Die Grafik hat teils abgerundete Ecken und ist eigentlich mit Transparenz ausgestattet....
Nur wenn die Grafik auf popt, dann sieht man auf dem hintergrund der seite immernoch die weissen Ecken, da wo sie eigentlich durch die Transparenz "entfernt" wurden.
Wisst Ihr was ich meine?
Gruß FunkFlex


----------



## DexXxtrin (4. Januar 2011)

Hallo

Ähnliche Probleme hatte ich auch schon. Weiss jedoch nicht, ob das bei dir das gleiche ist. 
Je nach dem kann es sein, dass eben noch weisse Pixel vorhanden sind.
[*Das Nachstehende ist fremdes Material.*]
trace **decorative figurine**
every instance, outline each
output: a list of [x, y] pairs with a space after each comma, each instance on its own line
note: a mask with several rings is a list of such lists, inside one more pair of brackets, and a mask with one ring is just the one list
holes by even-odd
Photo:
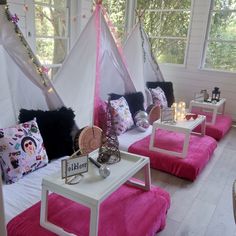
[[106, 111], [106, 126], [103, 127], [102, 142], [97, 161], [100, 163], [113, 164], [119, 162], [120, 159], [119, 142], [114, 129], [112, 107], [109, 98]]
[[141, 132], [145, 132], [149, 127], [148, 114], [145, 111], [138, 111], [134, 116], [134, 121]]
[[219, 102], [220, 101], [220, 90], [218, 87], [215, 87], [212, 91], [211, 102]]
[[207, 102], [208, 99], [209, 99], [209, 94], [208, 94], [207, 90], [206, 89], [202, 89], [201, 93], [204, 94], [204, 102]]

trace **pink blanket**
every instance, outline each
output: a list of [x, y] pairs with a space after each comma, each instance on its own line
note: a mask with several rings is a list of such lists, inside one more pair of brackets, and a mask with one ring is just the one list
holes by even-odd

Hast du schon mal im Photoshop bei deiner Grafik einen schwarzen Hintergrund eingefügt?! Dann kannst du schauen ob es an der Grafik liegt.
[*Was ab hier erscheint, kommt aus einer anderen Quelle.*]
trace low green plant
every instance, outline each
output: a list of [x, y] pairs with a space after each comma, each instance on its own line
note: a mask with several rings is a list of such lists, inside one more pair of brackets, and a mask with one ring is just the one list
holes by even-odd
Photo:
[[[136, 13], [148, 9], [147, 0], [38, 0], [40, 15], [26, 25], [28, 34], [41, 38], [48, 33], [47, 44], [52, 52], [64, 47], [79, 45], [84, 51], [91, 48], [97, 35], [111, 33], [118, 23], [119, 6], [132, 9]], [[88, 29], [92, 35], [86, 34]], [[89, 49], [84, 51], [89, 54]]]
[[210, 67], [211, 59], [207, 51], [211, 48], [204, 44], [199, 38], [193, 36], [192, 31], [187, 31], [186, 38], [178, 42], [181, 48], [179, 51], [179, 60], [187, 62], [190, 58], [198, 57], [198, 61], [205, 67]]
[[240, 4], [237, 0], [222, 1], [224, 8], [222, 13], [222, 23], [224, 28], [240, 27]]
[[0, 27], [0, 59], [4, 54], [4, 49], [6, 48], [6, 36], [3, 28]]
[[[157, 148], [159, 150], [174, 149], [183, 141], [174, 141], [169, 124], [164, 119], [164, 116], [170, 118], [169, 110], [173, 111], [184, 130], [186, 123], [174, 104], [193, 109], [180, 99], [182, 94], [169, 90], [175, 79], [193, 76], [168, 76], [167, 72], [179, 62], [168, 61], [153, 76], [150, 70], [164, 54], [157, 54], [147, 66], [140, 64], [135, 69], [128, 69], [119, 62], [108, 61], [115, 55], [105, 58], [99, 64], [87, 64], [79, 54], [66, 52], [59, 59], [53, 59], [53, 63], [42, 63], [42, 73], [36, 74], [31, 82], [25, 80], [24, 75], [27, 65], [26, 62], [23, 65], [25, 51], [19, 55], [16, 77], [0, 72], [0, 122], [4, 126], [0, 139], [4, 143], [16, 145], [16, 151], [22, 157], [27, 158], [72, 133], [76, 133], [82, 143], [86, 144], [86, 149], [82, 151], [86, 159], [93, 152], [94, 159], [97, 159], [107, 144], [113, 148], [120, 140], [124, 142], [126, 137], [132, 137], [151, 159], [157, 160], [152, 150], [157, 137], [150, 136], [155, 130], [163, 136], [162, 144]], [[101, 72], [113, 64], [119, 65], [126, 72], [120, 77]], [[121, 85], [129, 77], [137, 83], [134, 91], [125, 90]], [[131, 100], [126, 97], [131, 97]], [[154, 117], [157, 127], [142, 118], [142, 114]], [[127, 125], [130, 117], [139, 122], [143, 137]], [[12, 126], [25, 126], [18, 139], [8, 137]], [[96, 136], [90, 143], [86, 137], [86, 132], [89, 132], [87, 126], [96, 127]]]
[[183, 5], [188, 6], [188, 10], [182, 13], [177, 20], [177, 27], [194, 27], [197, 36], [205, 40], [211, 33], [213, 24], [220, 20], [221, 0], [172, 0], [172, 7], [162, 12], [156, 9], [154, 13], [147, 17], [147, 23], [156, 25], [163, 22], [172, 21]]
Sonst müssen wir weiter schauen…

Gruss DexXxtrin

PS: Denke zwar nicht dass du das gemacht hast, aber JPG kennen kein Transparent...


----------



## FunkFlex (4. Januar 2011)

Also ich hab den hintergrund jetz mal mit Schwarz gefüllt
Und da wo eigentlich Transparenz sein soll is nun Schwarz.. .war denk ich so gedacht oder?
Das Problem tritt erst auf wenn ich es auf die Page lade....
Wenn der hintergrund da weiss wäre, wärs ja kein problem 
Aber der is blau....
Und da nerven diese Ecken bei ner Grafik mit abgerundeten Ecken schon....
Ja das mit Jpeg weiss ich habs mit gif und png probiert..... Trotzdem Danke für den Hinweis


----------



## FunkFlex (4. Januar 2011)

Also Konkret um es zu verdeutlichen lad ich die Grafik mal hoch....
Der Bereich der jetz schwarz is, sollte eigentlich transparent sein...
Is aber auf der Page weiss


----------



## DexXxtrin (5. Januar 2011)

Einfach so weiss ich jetzt nicht weiter...
Kannst du mal einen Link zu der Page, oder den Source-Code zeigen?
Evtl. läuft da ja etwas schief...


----------



## Thobesi (5. Januar 2011)

Im Photoshop fürs Webspeichern wählen dann das Format auf png-24 umstellen und schon ist der Hintergrund weg.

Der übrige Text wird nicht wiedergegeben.